EMBRACED BY NORQUIST: Throughout McCain's time in the Senate, he has rarely been a favorite of Norquist's. In fact, just three years ago, Norquist referred to him as "the nut-job from Arizona." Pressed on the comment by the Washington Post, Norquist said he "misspoke" and that he "meant to say gun-grabbing, tax-increasing Bolshevik." Now, Norquist -- who famously said he wants the government "down to the size where we can drown it in the bathtub" -- calls McCain "very good on taxes" because he has embraced "the Americans for Tax Reform's entire agenda." Speaking to Newsweek last month, Norquist said that "on the tax issue," McCain "has moved very hard and far, and I believe convincingly." Explaining his recent embrace of McCain, Norquist told the Politico earlier this year that "successful movements accept prodigal sons when they return."

McCAIN BEGINS BACKING AWAY?: Speaking to the Washington Post last week, Douglas Holtz-Eakin, McCain's senior policy adviser, responded to Gordon and Kvaal's criticism, conceding that they "had a point" on "the question of tax cuts." "It will make deficits expand up front, no question," admitted Holtz-Eakin, former director of the Congressional Budget Office. But Holtz-Eakin defended the central points of McCain's plan, claiming that "helping corporations ultimately helps workers because it ensures their employer remains internationally competitive." "That place has to be economically viable, otherwise they have a problem," said Hotz-Eakin. Moreover, though he conceded to Gordon and Kvaal on tax cuts, Holtz-Eakin's Washington Post op-ed today about McCain's plan for "turning around the economy" never mentions the massive corporate tax cuts that McCain billed barely two months ago as the first item in his "economic stimulus plan."

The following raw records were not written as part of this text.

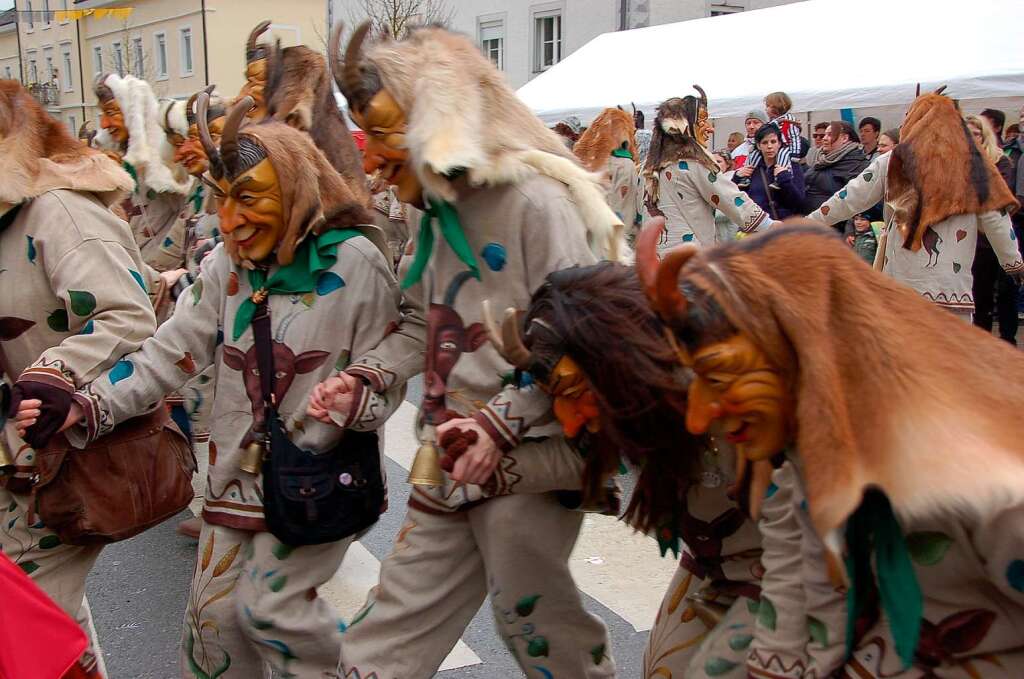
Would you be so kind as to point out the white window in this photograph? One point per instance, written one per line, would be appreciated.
(69, 81)
(136, 55)
(547, 40)
(186, 61)
(119, 58)
(493, 42)
(160, 41)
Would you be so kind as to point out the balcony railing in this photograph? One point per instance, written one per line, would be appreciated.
(48, 94)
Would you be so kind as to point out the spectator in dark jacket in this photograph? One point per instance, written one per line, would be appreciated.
(785, 198)
(843, 159)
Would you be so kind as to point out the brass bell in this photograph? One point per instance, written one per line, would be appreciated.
(426, 466)
(252, 458)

QUESTIONS FOR McCAIN: Responding to Holtz-Eakin on the Center for American Progress Action Fund's Wonk Room blog, Gordon and Kvaal note that Holtz-Eakin's "signal that Senator McCain may change his economic agenda yet again" raises four questions: 1) Why is it necessary to cuts taxes for corporations to make them "economically viable" when the United States already has the fourth-lowest corporate tax revenue as a share of the economy in the industrialized world? 2) Why are deficit-financed corporate tax cuts likely to increase growth when (a) in the short-run, Moody's ranked them the least cost-effective stimulus among 13 options, and (b) in the medium or longer-run, the effect on growth of deficit-financed tax cuts "tends to be small?" 3) How do massive tax cuts for the most fortunate further shared prosperity when income inequality is at its highest level since before the Great Depression (or earlier)? 4) Given the admission that this plan will immediately increase federal budget deficits, how will McCain meet his own goal of balancing the budget by 2012?